News | February 6, 2007

ASSET's Design-For-Test Lab Validates JTAG Capabilities In Chip And Board Designs

Richardson, TX -- ASSET InterTech, Inc. has opened the industry's first Design-for-Test (DFT) Lab for validating the JTAG infrastructure in chip and printed circuit board designs.

The lab will offer a free analysis of pre-prototype designs and advice to ensure that the JTAG infrastructure can be effectively deployed in its traditional structural test applications as well as in advanced applications that take advantage of the JTAG infrastructure, such as the testing of high-speed AC-coupled serial buses (IEEE 1149.6), Intel™ Internal Built In Self Test (IBIST), system-level remote JTAG testing, concurrent programming based on the IEEE 1532 standard and others.

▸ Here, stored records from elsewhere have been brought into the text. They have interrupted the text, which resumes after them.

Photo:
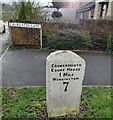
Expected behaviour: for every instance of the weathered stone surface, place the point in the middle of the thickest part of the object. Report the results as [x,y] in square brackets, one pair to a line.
[64,76]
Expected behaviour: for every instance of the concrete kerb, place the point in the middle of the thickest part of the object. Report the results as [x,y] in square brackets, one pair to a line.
[5,52]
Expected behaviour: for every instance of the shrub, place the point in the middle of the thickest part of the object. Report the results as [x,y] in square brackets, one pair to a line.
[110,42]
[69,39]
[56,14]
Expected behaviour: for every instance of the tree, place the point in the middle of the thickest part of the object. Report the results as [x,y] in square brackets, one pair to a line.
[27,11]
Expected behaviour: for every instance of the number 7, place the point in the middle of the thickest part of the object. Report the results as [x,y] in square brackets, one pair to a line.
[67,83]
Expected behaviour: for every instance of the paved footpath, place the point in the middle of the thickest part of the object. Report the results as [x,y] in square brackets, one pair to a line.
[28,68]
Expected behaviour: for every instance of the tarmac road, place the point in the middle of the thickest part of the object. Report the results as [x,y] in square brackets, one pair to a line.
[28,68]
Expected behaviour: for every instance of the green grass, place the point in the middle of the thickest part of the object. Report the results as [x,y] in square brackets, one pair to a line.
[25,102]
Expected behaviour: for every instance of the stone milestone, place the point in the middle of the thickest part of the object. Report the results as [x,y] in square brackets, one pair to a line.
[64,76]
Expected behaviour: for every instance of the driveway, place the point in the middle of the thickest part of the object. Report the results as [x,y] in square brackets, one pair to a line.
[28,68]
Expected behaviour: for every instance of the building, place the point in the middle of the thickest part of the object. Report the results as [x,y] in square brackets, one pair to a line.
[103,9]
[0,10]
[86,11]
[99,9]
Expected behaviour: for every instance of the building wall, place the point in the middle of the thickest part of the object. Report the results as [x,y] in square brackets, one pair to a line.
[107,10]
[0,10]
[69,14]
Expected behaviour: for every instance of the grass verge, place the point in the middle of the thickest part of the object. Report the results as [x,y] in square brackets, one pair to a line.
[30,102]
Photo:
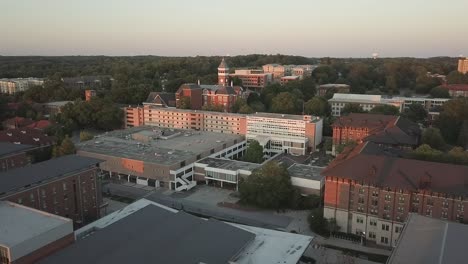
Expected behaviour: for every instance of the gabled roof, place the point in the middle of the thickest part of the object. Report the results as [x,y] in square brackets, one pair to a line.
[374,165]
[55,168]
[7,148]
[159,98]
[455,87]
[18,121]
[223,64]
[156,235]
[26,135]
[383,129]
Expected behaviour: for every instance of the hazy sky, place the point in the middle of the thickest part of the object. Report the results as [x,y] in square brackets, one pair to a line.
[315,28]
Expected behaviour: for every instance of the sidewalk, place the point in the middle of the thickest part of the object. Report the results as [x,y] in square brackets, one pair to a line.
[345,244]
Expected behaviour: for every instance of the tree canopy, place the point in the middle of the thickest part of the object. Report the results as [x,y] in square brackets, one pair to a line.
[432,137]
[439,92]
[385,110]
[317,106]
[352,108]
[415,113]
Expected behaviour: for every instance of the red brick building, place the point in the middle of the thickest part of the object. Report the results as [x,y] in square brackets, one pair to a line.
[370,191]
[65,186]
[385,130]
[14,156]
[457,90]
[189,96]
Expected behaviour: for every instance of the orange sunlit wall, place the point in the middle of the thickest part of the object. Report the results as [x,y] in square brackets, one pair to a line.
[133,165]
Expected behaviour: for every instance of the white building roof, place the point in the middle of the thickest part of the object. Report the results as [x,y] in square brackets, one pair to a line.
[357,98]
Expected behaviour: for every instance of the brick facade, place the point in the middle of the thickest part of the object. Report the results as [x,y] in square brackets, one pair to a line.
[77,196]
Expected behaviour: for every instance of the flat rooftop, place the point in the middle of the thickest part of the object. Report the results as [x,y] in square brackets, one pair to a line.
[334,85]
[268,246]
[57,103]
[426,240]
[305,171]
[20,223]
[155,235]
[179,146]
[227,164]
[10,148]
[43,171]
[278,116]
[357,98]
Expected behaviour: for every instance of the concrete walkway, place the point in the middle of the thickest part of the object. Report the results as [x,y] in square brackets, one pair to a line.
[345,244]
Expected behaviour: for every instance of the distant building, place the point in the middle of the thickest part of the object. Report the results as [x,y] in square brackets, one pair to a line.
[20,122]
[253,79]
[222,172]
[65,186]
[89,94]
[457,90]
[278,133]
[189,96]
[285,79]
[53,108]
[28,136]
[278,71]
[384,130]
[12,86]
[14,155]
[303,71]
[425,240]
[161,99]
[86,82]
[463,65]
[17,122]
[28,235]
[149,232]
[332,88]
[133,116]
[368,102]
[370,192]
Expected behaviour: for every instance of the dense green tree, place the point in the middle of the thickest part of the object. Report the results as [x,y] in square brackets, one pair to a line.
[185,103]
[254,152]
[452,117]
[456,77]
[85,136]
[385,110]
[352,108]
[425,152]
[432,137]
[267,187]
[439,92]
[213,107]
[324,74]
[317,106]
[285,103]
[65,148]
[240,102]
[415,113]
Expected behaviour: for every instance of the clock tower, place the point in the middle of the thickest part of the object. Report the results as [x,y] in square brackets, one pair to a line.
[223,73]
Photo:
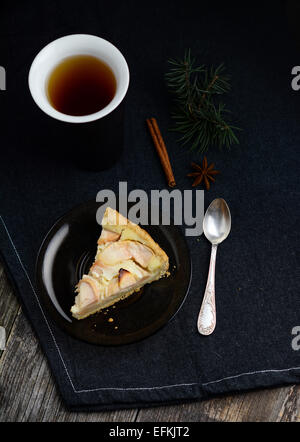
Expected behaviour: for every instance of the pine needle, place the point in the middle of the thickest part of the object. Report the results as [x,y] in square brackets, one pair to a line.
[197,115]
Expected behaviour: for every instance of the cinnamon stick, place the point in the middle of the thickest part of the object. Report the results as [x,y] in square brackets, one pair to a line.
[161,150]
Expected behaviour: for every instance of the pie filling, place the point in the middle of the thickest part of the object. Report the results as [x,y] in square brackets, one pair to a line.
[127,258]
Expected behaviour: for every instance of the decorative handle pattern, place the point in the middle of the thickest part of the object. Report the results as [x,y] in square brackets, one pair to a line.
[207,316]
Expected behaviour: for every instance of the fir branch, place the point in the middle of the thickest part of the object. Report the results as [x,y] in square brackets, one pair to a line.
[197,117]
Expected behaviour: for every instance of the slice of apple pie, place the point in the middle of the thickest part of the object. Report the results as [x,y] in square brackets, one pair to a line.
[127,258]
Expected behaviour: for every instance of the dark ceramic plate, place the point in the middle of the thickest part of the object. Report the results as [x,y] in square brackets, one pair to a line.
[69,250]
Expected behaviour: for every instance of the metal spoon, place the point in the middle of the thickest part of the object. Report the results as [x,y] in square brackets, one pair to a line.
[216,227]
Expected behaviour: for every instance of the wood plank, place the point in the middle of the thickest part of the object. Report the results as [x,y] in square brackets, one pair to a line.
[9,305]
[272,405]
[27,389]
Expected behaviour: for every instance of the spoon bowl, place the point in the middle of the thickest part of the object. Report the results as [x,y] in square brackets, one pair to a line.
[217,221]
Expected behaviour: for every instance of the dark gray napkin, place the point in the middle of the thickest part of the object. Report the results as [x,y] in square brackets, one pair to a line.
[257,291]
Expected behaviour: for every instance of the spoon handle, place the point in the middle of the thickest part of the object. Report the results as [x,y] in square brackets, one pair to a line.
[207,316]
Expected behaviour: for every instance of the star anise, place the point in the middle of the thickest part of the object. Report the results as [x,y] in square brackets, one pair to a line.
[203,173]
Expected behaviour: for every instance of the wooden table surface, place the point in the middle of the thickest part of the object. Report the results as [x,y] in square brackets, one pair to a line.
[29,393]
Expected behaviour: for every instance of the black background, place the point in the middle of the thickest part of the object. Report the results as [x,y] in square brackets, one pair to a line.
[257,289]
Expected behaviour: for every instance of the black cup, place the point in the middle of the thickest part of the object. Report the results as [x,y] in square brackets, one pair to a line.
[95,141]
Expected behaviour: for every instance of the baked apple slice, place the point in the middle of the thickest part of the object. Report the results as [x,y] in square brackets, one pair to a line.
[127,258]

"Today there are several test and programming methodologies which depend upon an effective boundary-scan infrastructure. Without a properly designed JTAG infrastructure, these advanced methodologies can't perform their functions. We expect that as board designs continue becoming denser and as chip geometries shrink even smaller, new applications for JTAG will only increase in the future," said Arden Bjerkeli, ASSET's director of support. "Quite often, design or verification engineers are not familiar with some of the finer points of JTAG design-for-test. The DFT Lab can strengthen the JTAG infrastructure in chip and circuit board designs before samples or prototypes are ever produced. That means that development and production schedules can be maintained and expensive re-designs following prototype production will be avoided."

ASSET's first DFT Lab is located in Silicon Valley at 2033 Gateway Place, Suite 600, San Jose, CA 95110. The services of the lab are available to first-time users of boundary scan. Scott Creekpaum has been named manager of the lab. The free analysis and design recommendations will be performed with ASSET's DFT Analyzer, the industry's only tool that automatically verifies the JTAG testability of board designs. The accuracy of a chip design's Boundary-scan Description Language (BSDL) file will be verified with the BSDL Validation Service, a collaborative effort of ASSET and Agilent Technologies, Inc. In addition, other tools can be applied to board and chip designs to validate their JTAG capabilities.

"Because of our automated board-design validation tool, DFT Analyzer, in most cases we can perform a thorough and in-depth design review very quickly," Creekpaum said. "In fact, what previously took days or even weeks to do manually can now be completed with DFT Analyzer in a matter of hours. Moreover, the lab's reports are much more than simple test coverage reports. Our reviews offer design recommendations that engineers can implement to improve test coverage or to ensure that the JTAG infrastructure has been implemented effectively so that other methodologies can run on top of it."